Não há justificativa aceitável para que um profissional do direito, no exercício de seu trabalho, seja coagido por seguranças a deixar o plenário. A Ordem dos Advogados do Brasil repudiou com veemência o ato, lembrando que nem a ditadura militar chegou tão longe.

Não há exagero. Basta rememorar episódio vivido pelo advogado José Carlos Dias, ex-ministro da Justiça e destacado defensor de presos políticos. Um militante acabara de ser preso e era preciso agir rápido para evitar torturas ou, pior, o "desaparecimento". Mas o Habeas Corpus não era permitido naquela época (coincidentemente, hoje também se procura restringir o uso desse vital remédio jurídico). O advogado foi ao Tribunal Militar e, mesmo sem ter processo na pauta, assumiu a tribuna, pediu a palavra para denunciar a prisão e clamou pelo direito de falar com o cliente detido.

Os juízes do Tribunal Militar poderiam cassar a palavra de José Carlos Dias com um simples olhar de esguelha para os seguranças, afinal, ele não tinha o direito de falar naquela sessão. Para sua própria surpresa, os militares deixaram-no terminar o relato.

Voltando ao triste e recente episódio, é preciso avaliar o mérito da questão apresentada pelo advogado de Genoino. Pacheco foi à tribuna pedir que o presidente do STF levasse ao plenário o agravo que pede a prisão domiciliar, medida que tem parecer favorável do procurador-geral da República, Rodrigo Janot.

A defesa de José Dirceu também apresentou agravo para que o plenário analise a solicitação de trabalho externo para o ex-ministro. O pedido se arrasta há seis meses, período em que José Dirceu continua preso em condições similares ao regime fechado, embora tenha sido condenado ao semiaberto. A Procuradoria-Geral da República também se manifestou favorável à autorização.

Infelizmente, se não houver boa-fé do magistrado, o sistema recursal no STF permite a criação de uma situação desesperadora para a defesa e trágica para a Justiça. Em causas penais, quando o ministro pratica uma ilegalidade, as partes podem recorrer com o agravo regimental. Porém, quem decide o dia em que o recurso será julgado é o mesmo ministro que praticou a ilegalidade.

Alheio aos pedidos das partes e do Ministério Público, Joaquim Barbosa abandonou os recursos na gaveta e assiste ao tempo passar. Foi assim quando, no curso da ação penal 470, determinou a apreensão de passaportes pelo fato de alguns réus terem criticado publicamente as condenações. O processo acabou e os agravos interpostos contra essa decisão nunca foram levados ao conhecimento dos outros ministros.

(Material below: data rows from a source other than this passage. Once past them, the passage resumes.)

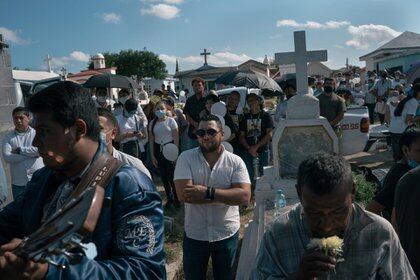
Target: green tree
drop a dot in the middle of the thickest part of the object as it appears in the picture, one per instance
(133, 62)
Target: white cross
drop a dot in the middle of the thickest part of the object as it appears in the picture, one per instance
(205, 53)
(48, 61)
(300, 57)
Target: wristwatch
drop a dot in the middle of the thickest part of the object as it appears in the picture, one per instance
(208, 194)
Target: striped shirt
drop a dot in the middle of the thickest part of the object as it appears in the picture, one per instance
(371, 248)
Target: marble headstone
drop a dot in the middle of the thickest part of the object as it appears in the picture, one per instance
(302, 133)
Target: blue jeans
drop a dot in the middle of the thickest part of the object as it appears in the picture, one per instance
(197, 253)
(248, 159)
(17, 190)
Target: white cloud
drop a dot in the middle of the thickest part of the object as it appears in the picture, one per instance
(79, 56)
(287, 22)
(176, 2)
(111, 17)
(363, 36)
(12, 36)
(313, 24)
(163, 11)
(173, 2)
(167, 58)
(64, 61)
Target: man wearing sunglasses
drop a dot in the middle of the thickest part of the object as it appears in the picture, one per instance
(213, 183)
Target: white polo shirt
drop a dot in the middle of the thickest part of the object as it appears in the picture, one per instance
(213, 221)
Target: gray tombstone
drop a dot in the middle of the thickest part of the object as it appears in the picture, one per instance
(302, 133)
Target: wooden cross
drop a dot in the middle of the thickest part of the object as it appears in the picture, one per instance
(300, 57)
(205, 53)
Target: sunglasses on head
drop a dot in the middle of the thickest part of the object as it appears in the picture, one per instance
(210, 132)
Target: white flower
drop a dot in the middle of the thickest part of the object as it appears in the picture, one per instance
(332, 246)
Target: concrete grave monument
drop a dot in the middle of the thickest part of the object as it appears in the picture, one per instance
(302, 133)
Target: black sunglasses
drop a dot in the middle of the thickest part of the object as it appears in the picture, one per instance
(210, 132)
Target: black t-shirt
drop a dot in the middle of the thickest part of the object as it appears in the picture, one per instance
(255, 127)
(193, 107)
(386, 195)
(407, 208)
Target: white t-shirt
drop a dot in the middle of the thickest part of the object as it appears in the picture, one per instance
(213, 221)
(22, 165)
(382, 86)
(163, 130)
(398, 124)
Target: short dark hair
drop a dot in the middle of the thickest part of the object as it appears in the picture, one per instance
(323, 173)
(131, 105)
(169, 100)
(210, 117)
(102, 112)
(67, 102)
(198, 80)
(20, 110)
(212, 97)
(409, 136)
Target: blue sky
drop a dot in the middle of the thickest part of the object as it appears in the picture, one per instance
(233, 30)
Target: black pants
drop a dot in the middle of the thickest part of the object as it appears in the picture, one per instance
(166, 169)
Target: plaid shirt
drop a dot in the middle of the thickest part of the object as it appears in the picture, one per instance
(371, 249)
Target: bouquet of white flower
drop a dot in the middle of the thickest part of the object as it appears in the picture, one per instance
(332, 246)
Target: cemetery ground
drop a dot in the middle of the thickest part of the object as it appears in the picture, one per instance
(378, 159)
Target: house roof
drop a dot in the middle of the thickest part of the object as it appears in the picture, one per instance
(91, 72)
(407, 40)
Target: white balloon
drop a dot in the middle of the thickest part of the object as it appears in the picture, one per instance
(226, 132)
(228, 146)
(170, 152)
(218, 108)
(222, 120)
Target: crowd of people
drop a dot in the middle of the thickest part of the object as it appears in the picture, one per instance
(64, 129)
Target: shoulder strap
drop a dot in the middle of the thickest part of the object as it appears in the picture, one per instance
(99, 174)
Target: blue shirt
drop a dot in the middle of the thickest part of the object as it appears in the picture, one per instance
(128, 235)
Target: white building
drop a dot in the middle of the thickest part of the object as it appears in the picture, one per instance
(150, 84)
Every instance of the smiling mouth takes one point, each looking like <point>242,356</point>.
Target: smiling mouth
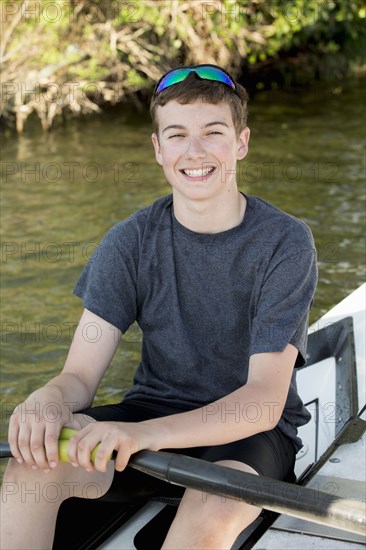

O silêncio ensurdecedor do ministro Joaquim Barbosa em responder aos pedidos de agravo só serve para esconder a arbitrariedade jurídica de suas decisões. É urgente que o plenário seja ouvido. A revisão dos atos do ministro Joaquim Barbosa será uma vitória na preservação do Estado democrático do Direito no Brasil. Ainda assim, nenhuma correção será capaz de recuperar meses na vida de um detento.

José Luis Oliveira Lima

é advogado criminalista, sócio do Oliveira Lima & Dall’Acqua Advogados, membro do Instituto de Defesa do Direito de Defesa (IDDD) e ex-presidente da Comissão de Prerrogativas e Direitos da OAB-SP.

Marcos Alves Pintar disse:
17 de junho de 2014 às 12:00

É o momento de se rever esse direito personalíssimo do Presidente do STF julgar o que ele quer, quando quer.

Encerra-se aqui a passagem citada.